Fian sendiri menghampir penjual wedang ronde dan memesan dua mangkuk. Lalu duduk di bangku panjang depan penjua ronde. Lindsay yang membawa makanan menawarkan pada Fian, Fian hanya mengambil jagung.

"Jadi aku kalau ketemu dia itu selalu di warnet, jadi kita pacara di warnet." Lindsay tiba-tiba ngomong membuat buyar kosentrasi Fian yang sedang asik menyingkirkan rambut jagung.
"Ich kayak gak ada romantis-romantisnya. pacaran koq di warnet." Komentar Fian sumbang.
"Halow, kita ini backstreet ya jadi harus cari tempat yang aman biar gak ketemu monyetnya,"
"Emang dia punya monyet po? terus monyetnya jadi mata-mata istrinya?"
"Hadew....monyetnya di baca istri"" Lindsay berkata ketus pada akhir kalimat dan gemes juga sama Fian yang terlalu polos.
"Ouh gitu toh....." Fian mengangguk mengerti. tetapi kali ini Fian benar2 acuh terhadap Lindsay karena asik makan jagung rebus.

Lindsay sendiri malas-malasan makan jagung. Namun Lindsay masih semngat untuk terus bercerita dan sudah tak peduli apakah Fian mendengarkan atau tidak.

"Kita juga sering ketemu di Solo. Dia naik bus, aku sendiri naik kereta nanti ketemu di depan stasiun."
"Ribet amat sih" Kata Fian yang ternyata masih menyimak cerita Lindsay.
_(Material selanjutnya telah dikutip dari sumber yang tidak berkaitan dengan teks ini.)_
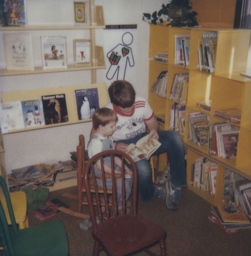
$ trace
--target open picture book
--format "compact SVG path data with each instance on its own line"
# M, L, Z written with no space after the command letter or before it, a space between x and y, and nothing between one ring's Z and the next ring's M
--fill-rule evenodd
M148 141L149 135L147 135L137 142L136 145L133 143L128 145L126 152L135 162L146 159L148 160L152 154L161 145L161 143L155 139Z

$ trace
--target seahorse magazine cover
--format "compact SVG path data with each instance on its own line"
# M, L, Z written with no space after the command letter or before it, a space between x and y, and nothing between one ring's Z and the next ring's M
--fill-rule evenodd
M69 121L65 94L42 96L42 101L46 125Z
M44 125L43 104L40 99L21 102L25 127L36 127Z
M79 120L92 118L93 112L100 108L97 88L75 90Z

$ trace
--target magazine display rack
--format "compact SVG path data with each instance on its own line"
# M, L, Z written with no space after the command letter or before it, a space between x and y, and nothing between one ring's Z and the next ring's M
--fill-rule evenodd
M204 32L215 31L218 40L214 74L197 69L198 38ZM191 35L189 65L188 67L174 63L175 35ZM246 70L251 30L228 29L177 28L161 25L150 25L149 57L152 58L157 52L168 53L167 63L150 59L149 60L149 100L155 115L165 117L165 125L161 128L168 130L169 106L174 103L169 99L173 79L175 74L189 73L185 118L184 136L182 138L187 148L187 173L188 188L212 204L222 203L224 170L227 169L245 178L251 179L251 80L240 74ZM162 37L163 37L162 38ZM158 40L156 39L158 38ZM160 72L168 70L167 96L159 96L150 91L151 86ZM211 100L210 110L203 109L197 103ZM237 108L241 110L240 123L232 123L240 130L236 158L224 159L211 155L208 145L200 147L188 141L188 114L196 111L208 115L210 123L221 121L214 116L216 111ZM229 123L231 123L229 122ZM203 156L218 165L216 194L193 187L191 184L191 166L195 160Z

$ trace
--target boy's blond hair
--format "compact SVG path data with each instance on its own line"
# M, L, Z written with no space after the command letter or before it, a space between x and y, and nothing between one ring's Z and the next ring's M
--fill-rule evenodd
M105 126L110 123L117 122L118 117L115 112L112 109L107 108L96 109L92 115L92 124L96 129L100 124Z

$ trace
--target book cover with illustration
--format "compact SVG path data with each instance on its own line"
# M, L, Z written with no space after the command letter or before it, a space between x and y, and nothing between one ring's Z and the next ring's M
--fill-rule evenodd
M65 94L42 96L42 101L46 125L69 121Z
M41 99L21 102L25 127L36 127L45 124Z
M100 108L98 88L75 90L75 93L78 120L92 118L94 111Z
M0 27L27 27L25 0L1 0Z
M58 198L55 198L50 201L47 201L46 205L40 207L36 211L31 212L34 217L40 220L43 220L52 216L54 216L61 211L59 207L70 208L70 206Z
M34 70L31 35L24 33L3 35L7 70Z
M155 139L148 141L149 137L148 134L139 140L136 144L131 143L128 145L126 153L135 162L142 159L148 160L161 145L161 143Z
M66 38L65 36L41 36L43 68L67 68Z
M0 122L3 134L25 128L21 101L0 104Z
M34 165L11 170L12 173L18 180L24 180L42 176L38 169Z

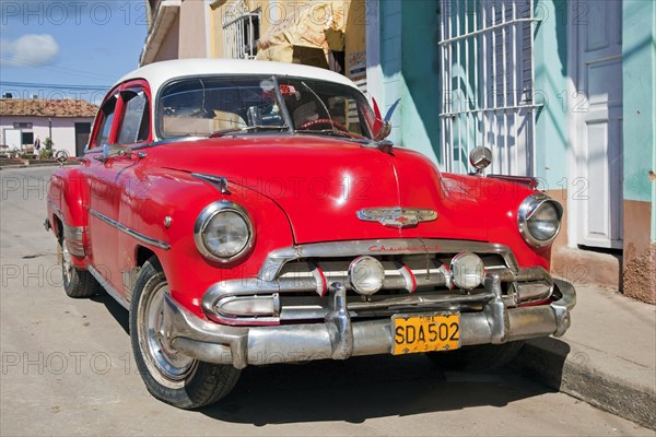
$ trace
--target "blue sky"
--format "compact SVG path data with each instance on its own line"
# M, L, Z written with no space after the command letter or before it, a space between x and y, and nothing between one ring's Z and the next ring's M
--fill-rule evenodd
M97 102L103 93L86 86L108 87L136 69L147 32L145 0L1 0L1 92Z

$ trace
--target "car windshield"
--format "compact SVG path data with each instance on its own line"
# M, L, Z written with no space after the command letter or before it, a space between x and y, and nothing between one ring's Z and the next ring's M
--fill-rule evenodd
M296 133L371 139L374 122L365 97L351 86L270 75L174 81L163 88L157 114L161 138L293 129Z

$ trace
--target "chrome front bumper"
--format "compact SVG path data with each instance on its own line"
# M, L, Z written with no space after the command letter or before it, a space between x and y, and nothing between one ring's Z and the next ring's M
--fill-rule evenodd
M491 298L483 310L460 315L461 346L562 335L570 327L570 311L576 304L576 293L570 283L554 282L562 295L559 300L550 305L506 308L500 277L488 275L484 285ZM337 284L330 290L330 311L324 322L286 326L247 328L206 321L167 295L163 341L199 361L244 368L247 365L386 354L393 347L393 333L389 318L352 321L345 288Z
Kali ini tangannya tidak lagi memegang jagun tetapi sudah tergantikan mangkok wedang ronde.
"Kita selingkuh main cantik donk ah." Balas Lindsay senyum-senyum.
"Ich waria kali cantik,hahahahah" Fian mencoba ngelawak,
"Ya kan biar aman kalau nanti ada yang liat kita pacaran di kereta gimana?"
"Wah bener juga ya. ini bisa jadi pelajaran donk. pertama pacaran di warnet yang nggak ada CCTVnya. Lalu ngdate di Solo."
"Ada satu lagi. Bila perlu kita pergi keluar kota yang jauh jadi tambah amankan. terakhir kita ke Jawa Timur." Lindsay malah ngajarin Fian cara aman untuk selingkuh.

"Tapi sekarang semua sudah berakhir mbak. Sekarag nggak perlu kayak gitu lagi.
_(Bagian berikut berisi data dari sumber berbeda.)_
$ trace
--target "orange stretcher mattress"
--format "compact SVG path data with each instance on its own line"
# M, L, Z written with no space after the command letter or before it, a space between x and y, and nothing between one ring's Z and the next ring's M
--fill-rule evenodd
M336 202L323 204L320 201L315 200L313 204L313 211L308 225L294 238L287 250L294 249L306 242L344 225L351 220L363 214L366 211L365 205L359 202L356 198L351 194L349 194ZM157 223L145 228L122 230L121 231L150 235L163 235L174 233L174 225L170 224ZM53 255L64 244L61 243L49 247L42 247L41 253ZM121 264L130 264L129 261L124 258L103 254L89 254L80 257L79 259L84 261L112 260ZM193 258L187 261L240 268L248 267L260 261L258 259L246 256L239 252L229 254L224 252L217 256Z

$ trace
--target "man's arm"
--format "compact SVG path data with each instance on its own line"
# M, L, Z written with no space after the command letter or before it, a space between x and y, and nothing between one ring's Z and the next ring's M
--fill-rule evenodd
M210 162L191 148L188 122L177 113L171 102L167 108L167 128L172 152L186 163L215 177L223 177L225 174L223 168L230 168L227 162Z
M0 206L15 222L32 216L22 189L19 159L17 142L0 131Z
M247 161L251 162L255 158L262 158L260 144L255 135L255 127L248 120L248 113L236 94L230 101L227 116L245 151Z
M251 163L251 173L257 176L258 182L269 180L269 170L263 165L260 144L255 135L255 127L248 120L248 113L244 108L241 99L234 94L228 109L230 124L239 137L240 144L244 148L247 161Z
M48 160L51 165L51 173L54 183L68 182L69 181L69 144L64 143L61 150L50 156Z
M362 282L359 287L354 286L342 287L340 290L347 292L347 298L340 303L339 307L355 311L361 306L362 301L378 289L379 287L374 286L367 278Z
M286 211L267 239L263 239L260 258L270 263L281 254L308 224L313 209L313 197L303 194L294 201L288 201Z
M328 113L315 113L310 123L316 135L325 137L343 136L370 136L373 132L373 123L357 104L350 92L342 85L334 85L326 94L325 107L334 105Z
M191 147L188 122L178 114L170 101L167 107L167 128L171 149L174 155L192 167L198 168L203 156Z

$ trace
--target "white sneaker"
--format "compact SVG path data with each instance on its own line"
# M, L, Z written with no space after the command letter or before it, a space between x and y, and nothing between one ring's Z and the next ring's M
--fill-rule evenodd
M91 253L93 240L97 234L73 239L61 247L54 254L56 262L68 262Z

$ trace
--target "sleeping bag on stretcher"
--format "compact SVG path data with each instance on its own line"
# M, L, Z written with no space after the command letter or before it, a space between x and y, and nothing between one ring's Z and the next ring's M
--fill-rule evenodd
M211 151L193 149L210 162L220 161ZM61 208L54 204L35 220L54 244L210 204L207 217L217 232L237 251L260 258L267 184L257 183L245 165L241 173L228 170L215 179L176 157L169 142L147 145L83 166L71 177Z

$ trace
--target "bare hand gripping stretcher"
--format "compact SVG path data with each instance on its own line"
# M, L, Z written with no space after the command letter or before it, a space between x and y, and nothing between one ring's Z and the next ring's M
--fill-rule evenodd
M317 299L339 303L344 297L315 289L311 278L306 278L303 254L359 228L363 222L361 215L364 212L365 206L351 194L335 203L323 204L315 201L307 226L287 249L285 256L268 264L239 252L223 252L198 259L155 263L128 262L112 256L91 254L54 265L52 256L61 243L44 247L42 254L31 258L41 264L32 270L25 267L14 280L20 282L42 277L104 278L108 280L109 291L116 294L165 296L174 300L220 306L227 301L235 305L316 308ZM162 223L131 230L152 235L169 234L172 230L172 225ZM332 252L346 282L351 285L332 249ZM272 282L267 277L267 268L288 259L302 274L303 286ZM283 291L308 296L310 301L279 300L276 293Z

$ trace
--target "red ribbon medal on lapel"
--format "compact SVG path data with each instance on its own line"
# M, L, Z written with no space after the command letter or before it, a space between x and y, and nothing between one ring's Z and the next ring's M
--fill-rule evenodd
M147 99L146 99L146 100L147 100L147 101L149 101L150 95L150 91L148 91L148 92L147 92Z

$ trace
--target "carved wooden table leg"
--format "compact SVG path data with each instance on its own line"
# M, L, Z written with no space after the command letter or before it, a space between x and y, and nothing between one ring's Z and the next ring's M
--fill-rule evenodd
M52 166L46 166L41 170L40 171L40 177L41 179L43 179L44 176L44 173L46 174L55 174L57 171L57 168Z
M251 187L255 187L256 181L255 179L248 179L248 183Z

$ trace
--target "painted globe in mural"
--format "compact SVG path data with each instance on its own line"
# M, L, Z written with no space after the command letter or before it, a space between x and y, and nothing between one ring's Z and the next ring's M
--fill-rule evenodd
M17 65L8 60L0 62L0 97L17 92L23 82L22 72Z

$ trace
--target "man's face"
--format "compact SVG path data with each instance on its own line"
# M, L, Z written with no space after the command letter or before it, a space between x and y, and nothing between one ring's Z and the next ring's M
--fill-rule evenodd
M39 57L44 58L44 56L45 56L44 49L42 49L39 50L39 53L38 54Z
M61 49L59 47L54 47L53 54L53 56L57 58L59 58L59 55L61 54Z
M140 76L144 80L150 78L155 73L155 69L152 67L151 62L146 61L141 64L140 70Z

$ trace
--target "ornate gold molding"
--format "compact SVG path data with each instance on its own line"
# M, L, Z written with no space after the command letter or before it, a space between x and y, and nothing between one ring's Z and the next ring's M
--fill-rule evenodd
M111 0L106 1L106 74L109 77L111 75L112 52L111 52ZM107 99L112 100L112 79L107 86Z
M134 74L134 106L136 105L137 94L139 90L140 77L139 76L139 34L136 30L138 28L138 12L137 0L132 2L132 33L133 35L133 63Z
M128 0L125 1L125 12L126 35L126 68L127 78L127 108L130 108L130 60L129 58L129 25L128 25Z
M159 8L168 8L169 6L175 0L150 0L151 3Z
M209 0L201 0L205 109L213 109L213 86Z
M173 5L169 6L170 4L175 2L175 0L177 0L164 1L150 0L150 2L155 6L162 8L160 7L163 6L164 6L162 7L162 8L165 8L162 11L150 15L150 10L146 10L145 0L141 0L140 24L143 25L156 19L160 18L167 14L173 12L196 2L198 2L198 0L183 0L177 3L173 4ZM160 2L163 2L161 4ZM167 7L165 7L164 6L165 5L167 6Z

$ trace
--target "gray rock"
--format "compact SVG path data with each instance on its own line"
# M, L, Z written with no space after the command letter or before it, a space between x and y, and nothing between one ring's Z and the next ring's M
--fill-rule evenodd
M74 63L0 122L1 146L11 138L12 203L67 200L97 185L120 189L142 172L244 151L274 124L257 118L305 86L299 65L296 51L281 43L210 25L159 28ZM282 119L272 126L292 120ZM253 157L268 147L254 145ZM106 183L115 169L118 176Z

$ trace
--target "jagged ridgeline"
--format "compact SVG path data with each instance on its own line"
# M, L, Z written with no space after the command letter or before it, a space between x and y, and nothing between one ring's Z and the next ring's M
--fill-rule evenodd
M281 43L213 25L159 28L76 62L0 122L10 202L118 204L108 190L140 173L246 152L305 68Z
Deg. Fian menyadarkan Lindsay lagi kepada dunia nyata bahawa sekarang sudah putus

"Huaaaaaa" Lindsay kembali sadar atas kegalauannya.

Semuanya kembali jadi senyap. Lindsay tidak melanjutkan ceritanya lagi dan Fian masih sibuk dengan wedang rondenya.

Tiba-tiba terdengar bunyi ring tone handphone dari tas Lindsay. Lindsay segera mengambil handphonnya.
"Ini dari dia......di angkat nggak?" Lindsay minta saran sama Fian.
"Angkat saja."

Lindsay segera mengakat telpon dan pelan-pelan menjauh dari Fian. Fian sendiri nggak peduli yang penting bisa ngelanjutin makan jagung dan pisang rebus.

Tak berapa lama kemudia Lindsay muncul lagi di hadapan Fian.

"Aku nggak jadi putus" Mata Lindsay terlihat berbinar-binar bahagia.